Blaire Vallin completed her Bachelor of Natural Science (Animal Science) at the end of 2017. Blaire has had a passion for wombats from a young age and took advantage of this by studying sarcoptic mange in wombat populations as a part of her undergraduate final project, where she compared the incidence of the disease along with population sizes in the Wolgan Valley, Rylstone and Merriwa in NSW. She has also helped to promote WomSAT on social media including Facebook, Instagram and Twitter. Blaire’s passion for wombats led her to enrol in WSU’s Master of Research where she studied wombat nutrition, which included the analysis of wombat scats and commonly consumed vegetation seasonally with the aim of determining whether or not wombats are receiving adequate nutrition. Blaire’s project was funded by a WDA Challenge grant through Experiment, and donations provided to WomSAT’s Wombat Research.


Danielle Beard studied a Master of Research at WSU. She investigated ticks and tick-borne diseases in wombats. Danielle explored the pathogens and microbial communities in wombat ticks, which may pose an additional threat to wombats affected by sarcoptic mange, using molecular methods. Very little is known about the species of ticks that feed on wombats, the pathogens those ticks carry and transmit, the relationship between the mite Sarcoptes scabiei and other ectoparasites such as ticks, how tick-borne pathogens affect immunocompromised wombats, and more. She is hoping that the results of her research will provide insights into potential tick-borne threats for both healthy and mange-affected wombats, and provide awareness for vets, wildlife carers and others handling wombats. Funds for Danielle’s project are provided through donations received by WomSAT’s Wombat Research.


Chandni Sengupta has recently completed her Master of Philosophy (Animal Science) from Western Sydney University. Her study focused on the causal relationship between stress and sarcoptic mange incidence. Her study confirmed that maladaptive physiological stress such as habitat destruction and starvation can increase the chances of developing sarcoptic mange in bare-nosed wombats. This study validated two non-invasive physiological stress monitoring tools that can be successfully used by future researchers to monitor physiological stress in bare-nosed wombats.
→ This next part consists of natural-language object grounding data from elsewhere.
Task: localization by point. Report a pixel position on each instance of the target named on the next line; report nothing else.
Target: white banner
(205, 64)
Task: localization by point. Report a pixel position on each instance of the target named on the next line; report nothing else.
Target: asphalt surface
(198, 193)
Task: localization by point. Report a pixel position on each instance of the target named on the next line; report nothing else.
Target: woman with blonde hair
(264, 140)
She has presented her results at the Australian Wildlife Management Society (5-7 December, 2017) and Asia and Oceania Society for Comparative Endocrinology Intercongress (8-12 July, 2018). She has recently presented her completed research at the National Mange Symposium (30th August -1st September 2019).


Candice Bartlett completed her Bachelor of Natural Science (Animal Science) at the end of 2014. During the last year of her undergraduate degree she studied one of her favourite animals, the Tasmanian Devil, investigating how captive group size affects feeding and social behaviour. Candice decided to continue her studies in 2015 through the honours program at WSU. Her interests include animal welfare and wildlife education. Wombats are one of Candice’s other favourite animals. Through her honours program she helped launch WomSAT into the Australian community. Candice worked with community groups to promote WomSAT. She went on to work at ACIAR and is now working at the Invasive Animal Council.


Eden Hermsen recently graduated the Bachelor of Natural Science (Advanced) (Animal Science). During her undergraduate degree Eden was fortunate enough to work on a wide variety of research projects including marsupial immunology, mollusc genetics, macropod behaviour and ringtail possum diets. Eden’s interest in wombats arose during a small project she conducted in 2014 which involved studying wombats suffering from sarcoptic mange. She enjoyed the project so much she decided to take the study further for her Honours project in 2015. Eden assessed the severity of sarcoptic mange in wombat populations in the Wolgan Valley and Mudgee area of NSW, using genetics. Eden used WomSAT during her Honours year to log wombat and burrow sightings. The data collected assisted Eden’s Honours project by providing distribution information on sarcoptic mange. Eden is now studying veterinary medicine in London.